The labor market will be entering uncharted territory in the coming years. Although technological progress has traditionally been a double-edged sword for employment — while improving production, it forces transformations in the workforce — artificial intelligence and its immediate impact on all sectors of the economy will push things forward fast, prompting an accelerated rethinking of a paradigm shift that threatens to leave behind anyone unable to adapt in time. The responsibility for ensuring that this doesn’t happen lies with governments, which have several tasks ahead of them: to correctly analyze the current situation; to review, if necessary, the statistical sources from which they draw the reports that they use to make projections; and to demonstrate a willingness to collaborate with the private sector in pursuit of a common good. These are the main conclusions of a study by the consulting firm Oliver Wyman that seeks to address these future challenges.

“In this technological revolution, workers will have less time to adapt than in previous ones. [It] will take hold more quickly and, therefore, the workforce will have less room to maneuver and adapt,” reads the report authored by Pablo Campos, Gonzalo Arana, Tomás Sánchez and Jaime Gervás.

Along with this imminent labor transformation, there will be another transformation of the social sphere, which will go hand in hand with the progressive aging of the workforce. This will result, on the one hand, in an increase in the total payroll — workers with longer careers have better conditions and more experience — and, on the other, in an increase in the age of the customer base of businesses. “This will have an impact on the size of the sectors, as there will be less demand for products and services for young people (toys, nightlife) and more demand for products and services aimed at the elderly (elderly care, insurance),” the study claims.

The pairing of demographics with labor is nothing new, but the progressive increase in the retirement age and the increasingly late entry of younger workers into the job market will further increase generational tensions. “The unemployment and wage gaps between sectors are unmistakable indicators of the labor market’s difficulties in adjusting. It is therefore essential to implement mechanisms that reduce friction within the domestic labor market,” the report states.

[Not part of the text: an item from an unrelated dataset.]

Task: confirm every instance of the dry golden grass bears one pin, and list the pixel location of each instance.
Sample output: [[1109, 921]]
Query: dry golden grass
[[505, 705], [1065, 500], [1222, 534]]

All these currents of change are symptomatic of a general transformation that is yet to come, and whose final horizon will depend on the answer to the following question: what will the jobs of the future be like? According to the study’s various predictions, “work in the future will be more flexible, with more roles in human and care services… As a consequence of the evolution of new technologies, the demand for skills related to disruptive technologies will increase, the role of the employee as a ‘computer substitute’ (data collector and analyst) will be replaced by the role of the employee as ‘computer complement’ (team management, message transmission, emotion management), and will evolve toward a more human and assistive role.”

At the same time, the report makes clear that some of the remote-work formulas implemented in recent years — mostly as a result of the pandemic — will become an essential base-line requirement for workers. “Society has become accustomed to more flexible ways of working, giving rise to telecommuting, greater adaptability of working hours and digital communication. These trends will become established in the coming years, and it is even foreseeable that support for shortening the week to four days to favor work conciliation will increase,” stresses the text.

Financial stability

Governments will play the dominant role in managing this transition. And this management will have to be carried out on different time scales. To this end, the Oliver Wyman report suggests various actions be taken at different times. In the short term, the authors of the study suggest “simplifying and promoting the hiring of foreigners in sectors with low employment and a shortage of talent, eliminating obstacles in the processing of visas and residence permits”; in the short to medium term, “creating a body to coordinate between the private sector, educational institutions and the government in the promotion and identification of talent”; in the medium term, “support employee training or requalification for skills demanded by companies”; and in the long term, “revise existing educational opportunities (university and vocational training) in line with the demands of the domestic private sector to avoid brain drain.”

The economic umbrella is essential for the implementation of all these actions, especially those focused on the long term. For this reason, the report emphasizes the importance of “financial stability” and the collaboration between political parties necessary to foster it. “One possible solution to the demands of ideological and financial stability is the promotion of independent institutions similar to an Institute for the Future of Work, managed by independent administrators and dependent on public-private partnerships,” the study concludes.